De gustibus et coloribus non est disputandum. There’s no arguing about tastes and colors. And that is true about a lot of popular things. Take “the girl on the train” for instance. I just ended the book and I had to put it down with a heavy “I don’t know what the fuzz is about” feeling.

What’s the book about? Well, Rachel is an alcoholic that lost her job and in many regards her self-respect. To keep up appearances, every day she gets into London and back to not upset her roommate (who’s already on edge because of Rachel’s drinking problem). When she gets the news that the woman she sees from her train window every morning is missing, she gets involved in a psychological game involving her ex-husband, his wife and two other men.

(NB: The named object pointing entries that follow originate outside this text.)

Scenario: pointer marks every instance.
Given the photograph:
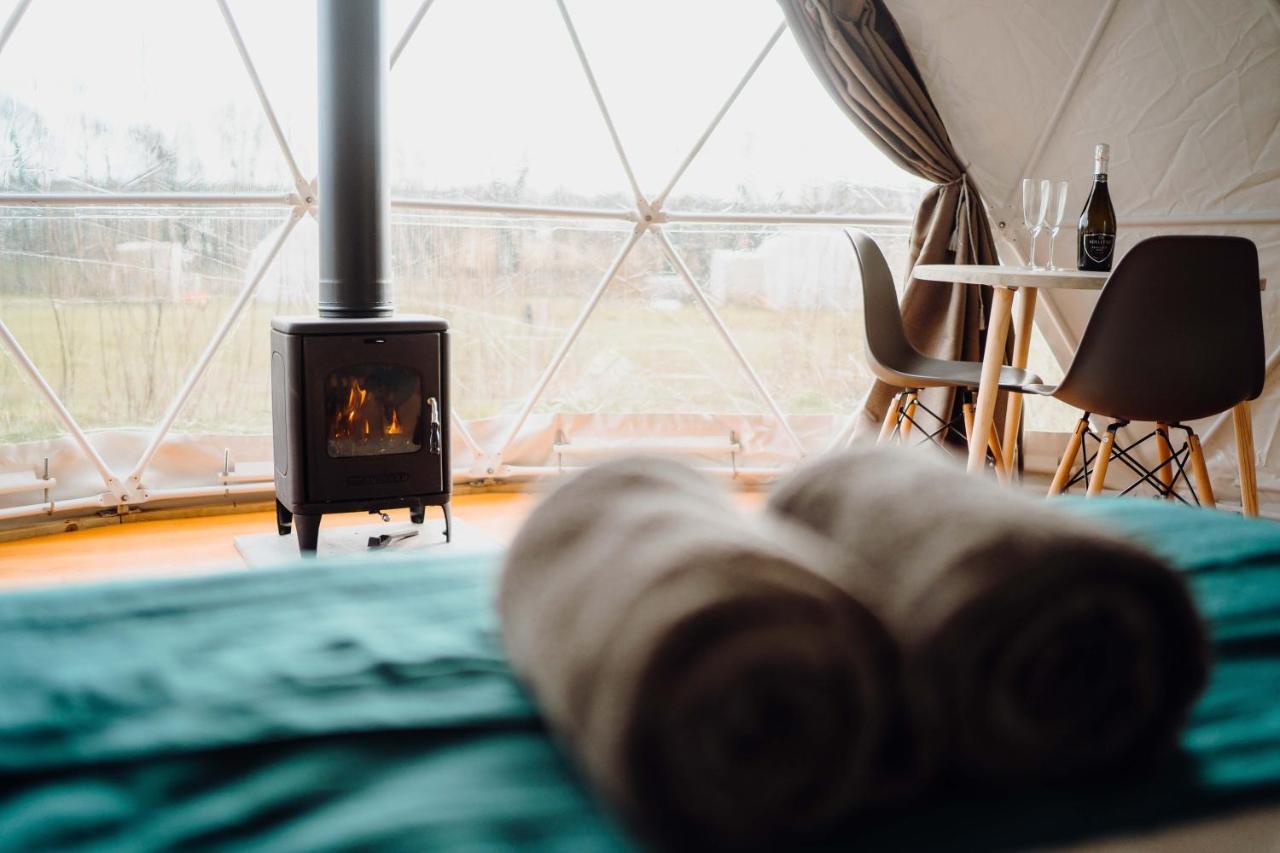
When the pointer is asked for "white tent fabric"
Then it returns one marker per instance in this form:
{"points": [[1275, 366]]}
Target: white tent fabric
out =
{"points": [[1188, 96]]}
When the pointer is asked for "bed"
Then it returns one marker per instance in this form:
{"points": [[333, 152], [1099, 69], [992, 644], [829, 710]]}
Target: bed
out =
{"points": [[369, 705]]}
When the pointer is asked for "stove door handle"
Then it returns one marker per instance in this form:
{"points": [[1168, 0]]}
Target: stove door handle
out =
{"points": [[433, 441]]}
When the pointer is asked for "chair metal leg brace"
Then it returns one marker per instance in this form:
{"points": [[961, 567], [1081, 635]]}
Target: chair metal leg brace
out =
{"points": [[1164, 478]]}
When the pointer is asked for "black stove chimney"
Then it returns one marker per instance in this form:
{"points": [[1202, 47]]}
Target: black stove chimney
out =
{"points": [[355, 196]]}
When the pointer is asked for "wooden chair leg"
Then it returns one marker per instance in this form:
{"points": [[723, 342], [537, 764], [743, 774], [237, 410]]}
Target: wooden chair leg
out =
{"points": [[1244, 457], [993, 446], [890, 418], [1100, 464], [1165, 474], [909, 419], [1203, 488], [1064, 466]]}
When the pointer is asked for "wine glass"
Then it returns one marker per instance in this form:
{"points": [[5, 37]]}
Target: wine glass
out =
{"points": [[1033, 211], [1056, 208]]}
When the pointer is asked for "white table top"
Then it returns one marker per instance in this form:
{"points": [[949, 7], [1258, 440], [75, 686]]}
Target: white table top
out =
{"points": [[1069, 279]]}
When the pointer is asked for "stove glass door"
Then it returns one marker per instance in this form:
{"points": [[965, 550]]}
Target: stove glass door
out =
{"points": [[373, 410]]}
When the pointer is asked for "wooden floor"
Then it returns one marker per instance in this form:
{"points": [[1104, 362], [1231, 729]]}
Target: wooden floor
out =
{"points": [[205, 544]]}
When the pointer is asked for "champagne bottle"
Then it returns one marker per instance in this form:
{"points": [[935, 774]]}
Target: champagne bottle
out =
{"points": [[1097, 233]]}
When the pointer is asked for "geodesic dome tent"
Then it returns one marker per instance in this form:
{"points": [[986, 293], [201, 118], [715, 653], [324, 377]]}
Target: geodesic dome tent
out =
{"points": [[630, 217]]}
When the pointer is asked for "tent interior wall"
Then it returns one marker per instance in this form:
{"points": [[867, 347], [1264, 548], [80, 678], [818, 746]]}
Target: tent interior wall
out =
{"points": [[1188, 105]]}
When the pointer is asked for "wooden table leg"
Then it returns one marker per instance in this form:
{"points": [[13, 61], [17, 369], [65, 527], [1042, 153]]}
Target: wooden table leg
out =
{"points": [[1025, 320], [1064, 465], [992, 359], [890, 418], [1202, 484], [1164, 451], [1100, 464], [1244, 457], [909, 405]]}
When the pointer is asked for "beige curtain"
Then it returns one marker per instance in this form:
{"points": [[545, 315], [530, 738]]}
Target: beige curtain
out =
{"points": [[856, 50]]}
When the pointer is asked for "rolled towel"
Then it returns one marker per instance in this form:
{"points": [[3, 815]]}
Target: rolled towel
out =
{"points": [[707, 680], [1034, 647]]}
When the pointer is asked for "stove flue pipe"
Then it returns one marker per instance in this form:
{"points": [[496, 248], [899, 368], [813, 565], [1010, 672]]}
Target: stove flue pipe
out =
{"points": [[355, 196]]}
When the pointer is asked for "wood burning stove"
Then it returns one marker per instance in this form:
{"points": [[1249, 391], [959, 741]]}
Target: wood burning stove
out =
{"points": [[359, 395]]}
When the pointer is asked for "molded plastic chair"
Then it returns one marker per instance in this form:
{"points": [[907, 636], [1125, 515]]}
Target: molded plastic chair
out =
{"points": [[1176, 334], [896, 361]]}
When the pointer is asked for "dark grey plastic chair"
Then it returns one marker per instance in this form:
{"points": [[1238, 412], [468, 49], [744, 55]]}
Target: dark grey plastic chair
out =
{"points": [[1176, 336], [896, 361]]}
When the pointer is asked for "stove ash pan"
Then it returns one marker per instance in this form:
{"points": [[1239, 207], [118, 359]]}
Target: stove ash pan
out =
{"points": [[360, 418]]}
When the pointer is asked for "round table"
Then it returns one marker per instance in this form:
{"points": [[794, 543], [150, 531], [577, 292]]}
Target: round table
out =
{"points": [[1008, 282]]}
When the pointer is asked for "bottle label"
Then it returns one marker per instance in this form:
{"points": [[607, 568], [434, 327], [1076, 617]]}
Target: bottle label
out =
{"points": [[1097, 246]]}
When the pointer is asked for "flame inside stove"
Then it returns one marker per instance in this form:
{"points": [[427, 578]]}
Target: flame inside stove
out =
{"points": [[373, 410]]}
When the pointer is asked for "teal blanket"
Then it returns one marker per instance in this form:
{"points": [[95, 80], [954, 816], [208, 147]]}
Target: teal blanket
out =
{"points": [[369, 705]]}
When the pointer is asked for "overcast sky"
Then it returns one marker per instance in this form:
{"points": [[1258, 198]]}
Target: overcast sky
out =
{"points": [[487, 90]]}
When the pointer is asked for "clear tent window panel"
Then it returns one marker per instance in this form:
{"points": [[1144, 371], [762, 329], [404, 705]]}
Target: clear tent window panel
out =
{"points": [[607, 203]]}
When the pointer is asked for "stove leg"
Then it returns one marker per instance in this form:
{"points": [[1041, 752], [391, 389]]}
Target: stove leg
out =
{"points": [[283, 519], [309, 532]]}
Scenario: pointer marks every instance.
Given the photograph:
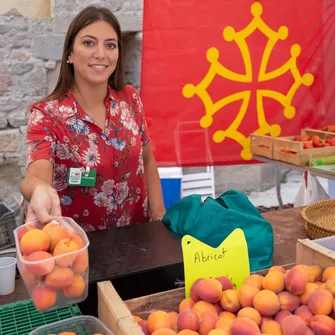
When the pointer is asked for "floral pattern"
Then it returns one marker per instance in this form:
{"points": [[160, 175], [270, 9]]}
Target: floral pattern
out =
{"points": [[61, 132]]}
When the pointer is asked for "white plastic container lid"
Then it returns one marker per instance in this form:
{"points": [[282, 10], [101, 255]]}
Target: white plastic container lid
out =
{"points": [[174, 172]]}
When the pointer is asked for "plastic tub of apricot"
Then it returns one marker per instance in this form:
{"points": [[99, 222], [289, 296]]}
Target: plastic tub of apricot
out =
{"points": [[77, 325], [53, 262]]}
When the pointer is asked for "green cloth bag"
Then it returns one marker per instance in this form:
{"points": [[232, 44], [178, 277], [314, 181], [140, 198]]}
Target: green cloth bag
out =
{"points": [[213, 220]]}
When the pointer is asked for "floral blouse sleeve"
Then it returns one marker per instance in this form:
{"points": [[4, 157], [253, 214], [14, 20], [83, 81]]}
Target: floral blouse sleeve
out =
{"points": [[140, 118], [41, 139]]}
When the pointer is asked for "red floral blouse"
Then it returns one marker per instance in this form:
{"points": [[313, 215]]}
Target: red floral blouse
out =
{"points": [[62, 133]]}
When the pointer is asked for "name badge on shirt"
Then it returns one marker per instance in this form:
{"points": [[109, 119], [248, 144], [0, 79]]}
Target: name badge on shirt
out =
{"points": [[82, 177]]}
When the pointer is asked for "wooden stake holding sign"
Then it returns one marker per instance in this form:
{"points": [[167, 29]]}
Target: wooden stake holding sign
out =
{"points": [[229, 259]]}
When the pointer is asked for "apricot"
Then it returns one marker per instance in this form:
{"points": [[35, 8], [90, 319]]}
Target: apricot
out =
{"points": [[56, 233], [80, 264], [43, 297], [274, 281], [288, 301], [159, 319], [320, 302], [266, 303], [59, 278], [296, 280], [251, 313], [164, 331], [144, 325], [229, 301], [174, 320], [322, 325], [76, 289], [327, 273], [244, 326], [246, 295], [41, 268], [188, 319], [281, 315], [271, 327], [293, 325], [207, 322], [225, 283], [304, 313], [203, 306], [34, 240], [254, 280], [64, 247], [310, 287]]}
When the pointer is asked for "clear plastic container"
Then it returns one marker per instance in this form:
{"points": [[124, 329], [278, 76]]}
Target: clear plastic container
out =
{"points": [[53, 262], [79, 325]]}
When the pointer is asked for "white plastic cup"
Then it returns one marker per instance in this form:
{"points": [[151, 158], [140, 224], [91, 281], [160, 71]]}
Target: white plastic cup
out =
{"points": [[7, 275]]}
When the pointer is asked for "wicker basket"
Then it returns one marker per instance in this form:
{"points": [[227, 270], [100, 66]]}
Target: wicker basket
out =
{"points": [[320, 219]]}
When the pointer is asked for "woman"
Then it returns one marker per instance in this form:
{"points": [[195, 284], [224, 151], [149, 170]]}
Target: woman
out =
{"points": [[89, 155]]}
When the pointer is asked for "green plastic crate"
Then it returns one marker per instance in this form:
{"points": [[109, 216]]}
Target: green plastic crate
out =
{"points": [[20, 318]]}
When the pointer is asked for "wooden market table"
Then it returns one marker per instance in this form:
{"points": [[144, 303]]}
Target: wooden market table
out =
{"points": [[147, 258]]}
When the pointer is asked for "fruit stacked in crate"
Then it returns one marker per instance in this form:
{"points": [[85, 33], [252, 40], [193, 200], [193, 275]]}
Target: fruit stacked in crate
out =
{"points": [[53, 262], [299, 301]]}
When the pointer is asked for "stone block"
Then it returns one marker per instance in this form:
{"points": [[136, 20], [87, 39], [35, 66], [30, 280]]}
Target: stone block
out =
{"points": [[10, 141], [61, 22], [48, 46]]}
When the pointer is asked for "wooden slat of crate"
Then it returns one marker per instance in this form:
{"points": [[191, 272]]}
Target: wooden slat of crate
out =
{"points": [[261, 145]]}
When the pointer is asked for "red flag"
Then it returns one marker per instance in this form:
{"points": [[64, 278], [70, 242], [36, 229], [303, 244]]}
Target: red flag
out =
{"points": [[213, 72]]}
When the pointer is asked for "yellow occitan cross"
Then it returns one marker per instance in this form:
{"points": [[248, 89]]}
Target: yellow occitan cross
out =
{"points": [[229, 34]]}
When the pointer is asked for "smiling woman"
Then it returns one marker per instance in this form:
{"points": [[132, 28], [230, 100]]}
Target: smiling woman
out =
{"points": [[89, 154]]}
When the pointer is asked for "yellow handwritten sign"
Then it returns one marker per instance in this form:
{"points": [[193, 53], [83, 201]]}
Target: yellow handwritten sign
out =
{"points": [[229, 259]]}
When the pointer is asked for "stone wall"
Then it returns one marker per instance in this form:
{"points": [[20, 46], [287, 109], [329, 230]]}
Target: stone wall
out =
{"points": [[30, 53]]}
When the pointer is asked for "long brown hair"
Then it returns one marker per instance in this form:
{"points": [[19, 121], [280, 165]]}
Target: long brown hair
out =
{"points": [[84, 18]]}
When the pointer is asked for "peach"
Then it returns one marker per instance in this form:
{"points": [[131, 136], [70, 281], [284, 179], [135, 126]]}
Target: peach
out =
{"points": [[288, 301], [56, 233], [80, 264], [254, 280], [76, 289], [59, 278], [225, 283], [186, 303], [164, 331], [271, 327], [281, 315], [251, 313], [174, 320], [209, 290], [310, 287], [330, 285], [296, 280], [229, 301], [43, 297], [293, 325], [246, 295], [266, 303], [194, 290], [244, 326], [188, 319], [41, 268], [34, 240], [322, 325], [207, 322], [159, 319], [277, 268], [305, 314], [274, 281], [63, 247], [327, 273], [144, 325], [320, 302], [203, 306]]}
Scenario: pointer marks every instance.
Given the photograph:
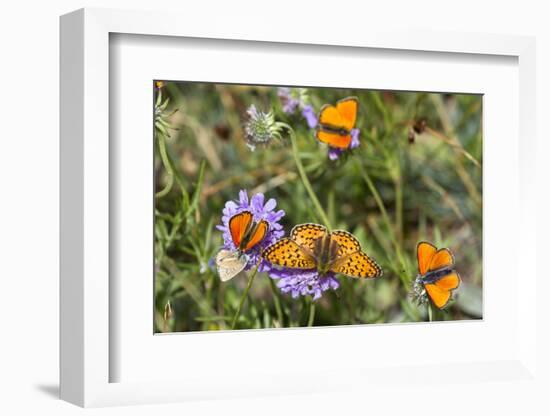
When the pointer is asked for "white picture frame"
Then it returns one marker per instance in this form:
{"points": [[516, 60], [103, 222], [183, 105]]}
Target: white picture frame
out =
{"points": [[87, 356]]}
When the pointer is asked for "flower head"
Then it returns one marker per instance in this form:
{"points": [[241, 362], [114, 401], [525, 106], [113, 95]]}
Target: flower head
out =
{"points": [[294, 99], [261, 210], [261, 127], [334, 153], [300, 282]]}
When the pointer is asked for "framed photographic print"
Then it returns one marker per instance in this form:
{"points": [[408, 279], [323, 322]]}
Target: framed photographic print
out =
{"points": [[301, 196], [237, 230]]}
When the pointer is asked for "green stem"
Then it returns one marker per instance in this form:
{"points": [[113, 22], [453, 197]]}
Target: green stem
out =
{"points": [[305, 181], [166, 162], [277, 302], [386, 218], [311, 316], [245, 294]]}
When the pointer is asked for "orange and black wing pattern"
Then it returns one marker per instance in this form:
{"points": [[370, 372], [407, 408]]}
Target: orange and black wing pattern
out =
{"points": [[336, 123], [238, 226], [287, 253], [257, 236], [431, 260]]}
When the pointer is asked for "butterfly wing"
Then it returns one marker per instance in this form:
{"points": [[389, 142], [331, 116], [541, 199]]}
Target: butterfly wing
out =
{"points": [[357, 265], [238, 224], [347, 243], [424, 252], [259, 234], [229, 264], [347, 108], [330, 116], [305, 235], [450, 281], [333, 139], [441, 290], [439, 297], [441, 259], [288, 253]]}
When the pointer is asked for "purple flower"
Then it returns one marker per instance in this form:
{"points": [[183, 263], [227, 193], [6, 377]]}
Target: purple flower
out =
{"points": [[334, 153], [300, 282], [260, 211]]}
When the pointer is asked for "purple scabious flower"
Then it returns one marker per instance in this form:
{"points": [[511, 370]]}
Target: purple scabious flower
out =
{"points": [[293, 99], [334, 154], [299, 282], [261, 210]]}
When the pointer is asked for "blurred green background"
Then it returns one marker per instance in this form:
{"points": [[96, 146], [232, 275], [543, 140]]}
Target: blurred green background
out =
{"points": [[422, 152]]}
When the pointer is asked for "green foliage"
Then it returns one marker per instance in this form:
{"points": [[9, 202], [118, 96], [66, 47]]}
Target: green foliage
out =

And GOD! It was boring at moments. I read this book every day, commuting to and from work. I caught myself skipping and skimming parts of the story because the descriptions and the emotional nonsense often got a bit too much. Yes, the book was slow, very slow. On multiple occasions I asked myself if I should just quit the book… but I did not.
Am I glad that I did. Right at the end it all comes together. Yes, all in all, once you got far enough it was quite easy to pin point the culprit through simple deduction.

I felt a bit cheated. “The book that shocked the world”. That was what the advertising with the woman staring at me from her train seat said. “Would you tell the person sitting next to you your biggest secret? What if they already know?” or something like that. First of all, the book was not shocking at all. Second of all, there was no secret that she told the person sitting next to her and no they did not know.

There were some good and deep quotes but all in all the book did not live up to the expectations I had for it. It was slow, sometimes quite boring and there was nothing shocking about the book. A good read for your morning commute but the world would not have ended (literaturaly speaking – see what I did there?) if I did not read that book.